The survival rate of breast cancer patients in India is 66.1%, way behind America and Australia’s 90% mark. Low awareness, late screening, and delayed treatment are the major reasons for this gap. But a startup from Bengaluru is trying to close this gap by making the screening process painless, cheaper, and more accessible.
Niramai’s technology requires women to sit three feet away from a thermal sensing device, which then uploads data to the cloud for AI-driven analysis and gives the result in 15 minutes. Mammography, on the other hand, requires your breasts to be pressed between two plates for X-ray imaging. Women find the latter uncomfortable, and at Rs3,000-3,500 per test, it’s also double the cost of a Niramai examination, which has shown over 90% accuracy.
And so, Niramai’s no-pain, no-radiation tech is being seen as a game-changer in the early detection of breast cancer. It’s called Thermalytix. It’s won 22 international patents. It has been deployed in hospitals and diagnostic centres in 14 Indian cities. It has screened 36,000 women and detected abnormalities in over 2,000 of them. Internationally, it was labelled “as a major advance in technology” by a radiologist at the San Antonio Breast Cancer Symposium in 2019. Most recently, the Philippines government had invited the team for a virtual showcase of their tech, Metrolife was told.
However, the biggest draw of Thermalytix is that it can detect breast cancer in younger women and, thus, prompt early treatment, says its founder Geetha Manjunath.
Breast imaging specialist Dr Sudhakar sees promise in Thermalytix and operates it alongside the mammography machine at city-based HCG Hospital. “A decade ago, we would mostly see breast cancer in post-menopausal women, who were in their 50s and 60s. Now, we see that peak between 30 and 40 years.
The problem is that breasts in this age cohort are usually denser, because of which, mammography can’t detect small lesions and early signs of cancer.” Thermography is also safe to do on pregnant women as it’s free of radiation, he points out.
The late detection of breast cancer can devastate families and Manjunath knows this well. She lost two of her cousins to breast cancer in 2016. They were in their 40s.
“I was heading an AI lab for a big company then and it got me thinking, there should be a technological solution to improve breast screening,” recalls the computer science engineer and researcher, who then quit her high-profile job to build Thermalytix.
How receptive has the medical fraternity been to her tech? “Even today, doctors ask us to give a demo in their hospital and we understand. But many have realised that it’s far cheaper than a mammography machine (Rs8lakh v/s Rs80 lakh) and delivers higher accuracy, by 10%,” she shares.
On that, it’s a portable device that requires one technician to operate, making it easy to hold screening camps in rural areas.
“It’s a no-touch process, where women sit inside the camp while the technician waits outside. This privacy will give rural women more confidence to get screened,” Dr Sudhakar feels.
It’s happening already.

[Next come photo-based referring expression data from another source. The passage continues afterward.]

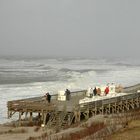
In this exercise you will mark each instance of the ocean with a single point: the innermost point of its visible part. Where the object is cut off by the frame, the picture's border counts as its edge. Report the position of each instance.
(23, 77)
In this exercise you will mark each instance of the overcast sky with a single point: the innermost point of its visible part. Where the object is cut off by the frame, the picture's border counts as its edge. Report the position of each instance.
(93, 28)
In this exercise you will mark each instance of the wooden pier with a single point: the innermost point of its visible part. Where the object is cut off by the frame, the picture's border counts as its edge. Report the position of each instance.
(61, 114)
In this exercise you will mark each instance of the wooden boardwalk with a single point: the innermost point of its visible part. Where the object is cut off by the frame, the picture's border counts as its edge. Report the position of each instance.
(64, 113)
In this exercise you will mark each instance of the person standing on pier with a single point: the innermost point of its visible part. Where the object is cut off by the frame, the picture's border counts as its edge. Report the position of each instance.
(95, 91)
(67, 92)
(48, 97)
(106, 90)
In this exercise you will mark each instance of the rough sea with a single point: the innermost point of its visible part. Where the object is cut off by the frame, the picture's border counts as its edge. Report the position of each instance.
(22, 77)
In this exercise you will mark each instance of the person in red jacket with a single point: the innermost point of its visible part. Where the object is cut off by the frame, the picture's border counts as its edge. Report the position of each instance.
(106, 90)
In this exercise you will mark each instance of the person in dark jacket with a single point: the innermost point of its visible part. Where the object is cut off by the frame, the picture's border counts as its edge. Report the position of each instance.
(95, 91)
(67, 92)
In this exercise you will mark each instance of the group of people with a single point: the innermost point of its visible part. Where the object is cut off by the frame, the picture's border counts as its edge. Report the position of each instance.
(97, 91)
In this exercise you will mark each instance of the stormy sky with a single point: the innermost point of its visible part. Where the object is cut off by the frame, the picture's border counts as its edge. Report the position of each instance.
(86, 28)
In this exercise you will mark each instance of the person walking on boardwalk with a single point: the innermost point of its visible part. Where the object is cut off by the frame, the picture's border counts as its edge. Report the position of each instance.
(106, 90)
(67, 92)
(95, 91)
(49, 98)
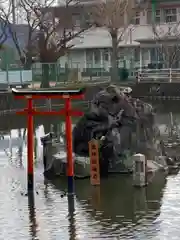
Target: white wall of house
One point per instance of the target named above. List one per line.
(94, 49)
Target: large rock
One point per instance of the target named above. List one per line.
(126, 123)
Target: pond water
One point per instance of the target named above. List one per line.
(114, 211)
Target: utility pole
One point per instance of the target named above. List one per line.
(153, 7)
(13, 11)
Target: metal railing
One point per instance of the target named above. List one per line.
(159, 75)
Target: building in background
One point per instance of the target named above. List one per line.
(142, 45)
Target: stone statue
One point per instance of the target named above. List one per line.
(127, 124)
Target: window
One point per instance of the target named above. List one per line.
(137, 18)
(170, 15)
(157, 16)
(89, 56)
(76, 20)
(106, 55)
(136, 54)
(97, 56)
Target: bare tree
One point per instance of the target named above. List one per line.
(167, 38)
(117, 17)
(56, 30)
(48, 32)
(4, 24)
(23, 35)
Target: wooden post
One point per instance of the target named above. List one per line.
(30, 146)
(70, 164)
(94, 162)
(66, 95)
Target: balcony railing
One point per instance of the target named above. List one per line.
(159, 75)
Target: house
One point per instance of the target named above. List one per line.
(143, 44)
(9, 56)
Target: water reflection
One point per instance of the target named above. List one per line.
(117, 206)
(115, 210)
(32, 216)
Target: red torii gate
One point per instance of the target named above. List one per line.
(67, 95)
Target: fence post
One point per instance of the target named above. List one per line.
(94, 162)
(170, 75)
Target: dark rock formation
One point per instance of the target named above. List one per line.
(127, 124)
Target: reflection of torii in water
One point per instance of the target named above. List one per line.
(172, 129)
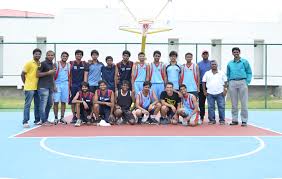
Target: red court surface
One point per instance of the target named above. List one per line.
(146, 130)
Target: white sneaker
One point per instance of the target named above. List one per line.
(26, 125)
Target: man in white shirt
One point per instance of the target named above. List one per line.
(215, 88)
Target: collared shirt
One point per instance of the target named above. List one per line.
(237, 70)
(31, 80)
(214, 82)
(204, 66)
(48, 80)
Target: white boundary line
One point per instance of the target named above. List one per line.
(259, 148)
(266, 129)
(23, 131)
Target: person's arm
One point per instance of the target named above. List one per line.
(75, 99)
(133, 76)
(198, 77)
(116, 77)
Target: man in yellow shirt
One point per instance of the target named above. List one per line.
(30, 81)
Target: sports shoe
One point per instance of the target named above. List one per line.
(233, 123)
(74, 118)
(244, 124)
(212, 122)
(26, 125)
(78, 123)
(63, 121)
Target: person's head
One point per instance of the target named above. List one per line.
(125, 55)
(78, 54)
(141, 56)
(236, 52)
(188, 57)
(64, 56)
(183, 89)
(146, 86)
(125, 85)
(169, 87)
(205, 55)
(102, 85)
(109, 60)
(173, 56)
(157, 55)
(50, 55)
(94, 54)
(84, 87)
(36, 54)
(213, 65)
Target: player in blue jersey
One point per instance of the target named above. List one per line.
(190, 75)
(140, 73)
(157, 74)
(173, 70)
(189, 110)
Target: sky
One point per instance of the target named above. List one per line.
(178, 10)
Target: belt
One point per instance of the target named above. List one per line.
(238, 79)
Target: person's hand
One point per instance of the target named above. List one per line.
(224, 91)
(85, 105)
(173, 108)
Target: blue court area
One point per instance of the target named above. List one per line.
(166, 157)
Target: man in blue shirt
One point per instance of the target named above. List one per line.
(93, 71)
(239, 75)
(204, 66)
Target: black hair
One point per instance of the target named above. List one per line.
(141, 53)
(85, 84)
(236, 48)
(36, 50)
(109, 57)
(126, 52)
(65, 53)
(169, 83)
(125, 82)
(102, 81)
(78, 51)
(189, 53)
(181, 86)
(157, 52)
(146, 83)
(173, 53)
(94, 51)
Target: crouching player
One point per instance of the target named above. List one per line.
(147, 104)
(84, 105)
(104, 103)
(124, 100)
(189, 110)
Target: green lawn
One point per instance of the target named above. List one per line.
(272, 103)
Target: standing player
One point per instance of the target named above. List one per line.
(93, 71)
(123, 70)
(170, 104)
(84, 105)
(124, 100)
(30, 81)
(76, 78)
(140, 73)
(173, 70)
(61, 92)
(157, 74)
(190, 110)
(147, 104)
(190, 75)
(108, 73)
(104, 103)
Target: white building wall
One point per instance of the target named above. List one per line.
(101, 25)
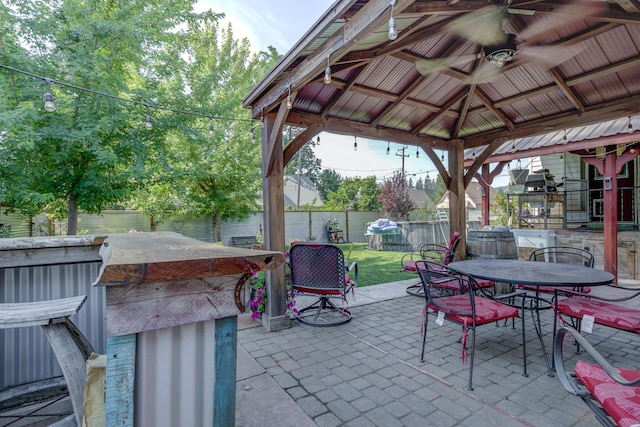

Niramai has screened 2,500 women in the villages of Maharashtra, and deployment in Gulbarga, Tumakuru, and Chikkaballapur in the state is on the cards. “You’ll be able to do breast screening using your phone in the near future,” Manjunath gives a teaser of her next innovation.
When should women go for breast screening?
If they experience uneven hardness, lumps, blood secretion from nipples, or when they get coloured discharge 5 to 6 years after breastfeeding. Women between 30 and 40 years of age should go once a year if they have symptoms and once in two years if they don’t. Women aged 40 and above should go for yearly check-up.